Computer Vision Reference

Resources

Fundamental Math

Linear Algebra:
- this or this
Vector Calculus:
- this or this

Computer Vision Fundamentals

CS131 : Computer Vision - Foundations and Applications

Deep Neural Networks

The Deep Learning Book
Gradient Descent cheatsheet
CS230 : Deep Learning
CS231n : Convolutional Neural Networks for Visual Recognition

Coursera

Machine Learning by Andrew Ng

Pytorch

We mainly use Pytorch because it has a very low learning curve and simplifies a large amount of neural network infrastructure building. Also, it's taught at UCSD in ML courses, which lets people apply skills learned in class to a project.
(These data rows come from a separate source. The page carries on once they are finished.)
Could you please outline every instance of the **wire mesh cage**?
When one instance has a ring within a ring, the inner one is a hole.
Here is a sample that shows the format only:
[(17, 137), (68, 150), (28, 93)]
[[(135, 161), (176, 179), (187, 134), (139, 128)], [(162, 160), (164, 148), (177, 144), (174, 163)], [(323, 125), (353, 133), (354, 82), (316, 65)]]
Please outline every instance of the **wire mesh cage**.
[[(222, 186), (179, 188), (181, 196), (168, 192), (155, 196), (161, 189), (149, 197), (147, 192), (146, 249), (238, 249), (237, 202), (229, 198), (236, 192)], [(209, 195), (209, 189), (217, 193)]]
Pytorch has some very good tutorials to learn from
60 minute intro to ML: This is a good starting point, it gives an overview of how Pytorch tensors work, how autograd does all the heavy lifting, and the training process for a classifier.
Transfer Learning: Networks taking too long to train? Not enough data? Use someone else's network!

Ram

Computer Vision can be very RAM heavy, so just download more RAM

Coding cheat sheet

Detailed below are very common functions used across all of computer vision for manipulating images and more.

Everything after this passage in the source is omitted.